The major clusters #1 (red) and #2 (yellow) contained 97 and 67 patients, respectively. We also obtained two small groups of patients that contained only one and three patients (#3 and #4, respectively). Therefore, we focused on clusters #1 and #2 for further analyses. Cluster #1 was characterized by a higher expression of MUC14/EMCN, MUC15, and MUC18/MCAMmucin mRNAs (Figure 5B). Cluster #2 was characterized by a global overexpression of genes encoding membrane-bound mucins (MUC1, -4, -16, -17, -20, and -21) (Figure 5B). All these differences in expression were statistically significant (p < 0.01). Interestingly, Kaplan–Meier curves showed that cluster #2 was associated with shorter overall survival than cluster #1 (p = 0.05, HR = 1.5, CI 1–2.34) (Figure 5C) but did not impact the progression-free survival (p = 0.15) (not shown). Similar hierarchical clustering analysis was realized using the PAAD cohort without the four patients belonging to clusters #3 and #4. We obtained four new clusters (not shown). In total, 139 patients out of 164 were sorted into corresponding groups (84% concordance). Cluster #2 was divided into two clusters characterized by two membrane-bound mucin signatures (MUC1/13/17/20/12 or MUC4/16/20/21). An independent unsupervised hierarchical clustering algorithm on the QCMG dataset was also performed. We obtained three clusters as illustrated in Figure S4C (Supplementary Materials). Cluster #1′ was characterized by a higher expression of MCAM. Clusters #2′ and #3′ were more related and were characterized by a higher expression of membrane-bound mucins (MUC1 and MUC17 for cluster #2′; MUC4, MUC16, and MUC20 for cluster #3′).We then analyzed the clinical characteristics of patients belonging to clusters #1 and #2. We observed a trend toward male enrichment in the cluster #2 (p = 0.077) (Figure 6A). Age of diagnosis was equivalent in both groups (65 years old, Figure 6B). Additionally, we observed a significant increase in whole-genome gene mutation counts in patients from cluster #2 (p < 0.001) (Figure 6C). We did not obtain evidence for significant differences in clinical features (tumor stage, differentiation grade, lymph node invasion) (Figure 6D–F) suggesting that the mucin expression pattern could be an independent prognostic biomarker in PDAC.
Figure 6
The mucin-based stratification is independent of clinical features and is associated with the mutation count in PDAC patients. (A) Percentage-staked bar plot of sex distribution in PAAD-TCGA cohort of clusters #1 and #2. Boxplots showing age of diagnosis (B) and mutation counts (C) for clusters #1 and #2 (***, p < 0.001). Percentage-staked bar plot showing tumor stage (T1/T2/T3/T4/TX/NA) (D), lymph node status (N0/N1/N1B/NX/NA) (E), and differentiation grades (G1/G2/G3/G4/GX) (F) in clusters #1 and #2.
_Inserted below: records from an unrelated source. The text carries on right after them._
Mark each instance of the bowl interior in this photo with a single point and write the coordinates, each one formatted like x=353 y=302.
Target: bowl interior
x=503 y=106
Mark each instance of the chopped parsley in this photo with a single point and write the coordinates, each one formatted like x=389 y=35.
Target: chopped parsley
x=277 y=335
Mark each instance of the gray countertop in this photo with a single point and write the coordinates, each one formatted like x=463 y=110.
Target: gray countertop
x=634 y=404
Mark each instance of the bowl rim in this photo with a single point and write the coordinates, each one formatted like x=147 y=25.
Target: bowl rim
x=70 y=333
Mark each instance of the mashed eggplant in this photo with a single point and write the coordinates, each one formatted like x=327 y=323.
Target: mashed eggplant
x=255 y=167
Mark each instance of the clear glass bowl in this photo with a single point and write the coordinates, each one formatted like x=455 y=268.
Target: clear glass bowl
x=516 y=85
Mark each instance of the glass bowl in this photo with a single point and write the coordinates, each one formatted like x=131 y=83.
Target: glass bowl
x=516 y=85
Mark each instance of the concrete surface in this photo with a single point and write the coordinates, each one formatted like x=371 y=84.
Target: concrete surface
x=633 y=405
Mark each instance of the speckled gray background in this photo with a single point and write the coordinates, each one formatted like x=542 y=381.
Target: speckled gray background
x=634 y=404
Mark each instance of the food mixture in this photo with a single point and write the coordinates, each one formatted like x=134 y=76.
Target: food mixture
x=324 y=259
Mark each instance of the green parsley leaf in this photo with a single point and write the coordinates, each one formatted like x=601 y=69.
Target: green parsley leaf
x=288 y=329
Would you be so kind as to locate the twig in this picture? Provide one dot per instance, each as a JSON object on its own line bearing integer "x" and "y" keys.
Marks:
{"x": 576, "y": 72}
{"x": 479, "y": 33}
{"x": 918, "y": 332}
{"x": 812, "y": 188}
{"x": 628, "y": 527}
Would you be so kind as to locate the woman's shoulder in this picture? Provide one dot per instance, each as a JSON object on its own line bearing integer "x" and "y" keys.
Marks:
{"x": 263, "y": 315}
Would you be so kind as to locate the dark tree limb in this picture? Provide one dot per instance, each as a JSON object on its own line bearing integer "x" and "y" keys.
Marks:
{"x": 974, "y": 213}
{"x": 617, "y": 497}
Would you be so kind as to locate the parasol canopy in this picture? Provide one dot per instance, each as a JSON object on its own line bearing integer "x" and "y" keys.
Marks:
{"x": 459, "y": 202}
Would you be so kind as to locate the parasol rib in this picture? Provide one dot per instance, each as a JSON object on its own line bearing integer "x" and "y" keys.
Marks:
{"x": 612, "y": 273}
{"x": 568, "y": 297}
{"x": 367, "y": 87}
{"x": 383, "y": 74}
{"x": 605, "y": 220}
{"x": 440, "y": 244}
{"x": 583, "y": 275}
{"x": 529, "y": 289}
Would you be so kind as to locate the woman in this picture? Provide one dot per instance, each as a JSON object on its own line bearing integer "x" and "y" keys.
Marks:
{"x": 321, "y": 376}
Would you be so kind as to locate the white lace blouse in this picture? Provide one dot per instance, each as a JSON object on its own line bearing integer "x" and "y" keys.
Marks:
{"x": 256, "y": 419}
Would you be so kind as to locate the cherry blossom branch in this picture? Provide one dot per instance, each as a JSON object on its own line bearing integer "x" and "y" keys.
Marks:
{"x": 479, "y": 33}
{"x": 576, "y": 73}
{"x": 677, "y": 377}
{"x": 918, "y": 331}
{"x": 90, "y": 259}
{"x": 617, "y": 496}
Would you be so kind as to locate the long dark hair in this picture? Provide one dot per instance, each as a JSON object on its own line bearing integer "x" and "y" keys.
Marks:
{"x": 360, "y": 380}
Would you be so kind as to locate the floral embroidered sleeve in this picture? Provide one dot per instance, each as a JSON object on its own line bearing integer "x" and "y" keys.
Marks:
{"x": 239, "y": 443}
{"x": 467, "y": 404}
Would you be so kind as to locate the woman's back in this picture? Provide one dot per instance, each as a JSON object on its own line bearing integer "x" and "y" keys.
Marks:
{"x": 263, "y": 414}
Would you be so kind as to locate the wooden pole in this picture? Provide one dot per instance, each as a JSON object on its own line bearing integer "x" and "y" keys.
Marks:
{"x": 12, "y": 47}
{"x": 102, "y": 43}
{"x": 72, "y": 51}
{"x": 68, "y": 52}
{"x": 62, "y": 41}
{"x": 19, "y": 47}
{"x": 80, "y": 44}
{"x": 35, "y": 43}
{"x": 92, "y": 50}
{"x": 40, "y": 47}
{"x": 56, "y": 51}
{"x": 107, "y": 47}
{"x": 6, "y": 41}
We also investigated the survival of PDACpatients in relation to the relative expression levels of the two clusters using SurvExpress that splits the cohort where the p-value is minimal and PROGgeneV2 that separates the two cohorts depending on the median of expression of the genes of interest. We also investigated the GSE57495 independent dataset that contains relative mRNA levels and survival of 63 PDACpatients. Using the SurvExpress tool, we observed that signature #2 was associated with a higher hazard ratio (HR = 4.3) than signature #1 (HR = 1.75) in the PAAD-TCGA dataset (Figure 7A). Indeed, the high mRNA expression of MUC1, MUC4, MUC16, MUC17, MUC20, and MUC21 was correlated with shorter overall survival (p = 0.000195) (Figure 7B). The high mRNA expression of MUC14/EMCN, MUC15, and MUC18/MCAM was also associated, to a lower extent, with shorter survival in the PAAD dataset (Figure 7C). Using PROGgeneV2, we confirmed that the high expression of signature #2 was associated with a worse outcome compared to signature #2 low-expression tumors in both TCGA-PAAD and GSE57495 (HR = 1.18–1.45, p < 0.001) (Figure S5A). On the contrary, signature #1 did not reach statistical significance in the TCGA-PAAD (p = 0.055) or in the GSE57495 dataset (p = 0.43) (Figure S5B). Altogether, this suggests that signature #2 could be useful in the stratification of patients with worse prognosis in pancreatic cancer.
Figure 7
Analysis of overall survival of the #1 and #2 mucin signatures in pancreatic cancer datasets using SurvExpress. (A) Hazard ratio according to signature #1 (MUC1, MUC4, MUC16, MUC17, MUC20, and MUC21) and #2 (MUC14/EMCN, MUC15, and MUC18) high and low expression in the pancreatic adenocarcinoma PAAD cohort. (B) PAAD patients were stratified using a gene signature combining MUC1, MUC4, MUC16, MUC17, MUC20, and MUC21. Kaplan–Meier curves were analyzed using the optimized SurvExpress Maximize algorithm. The number of analyzed patients across time (days) is indicated below the horizontal axis for both conditions. (C) PAAD patients were stratified using a gene signature combining MUC15, MUC14/EMCN, and MUC18/MCAM using the Maximize algorithm.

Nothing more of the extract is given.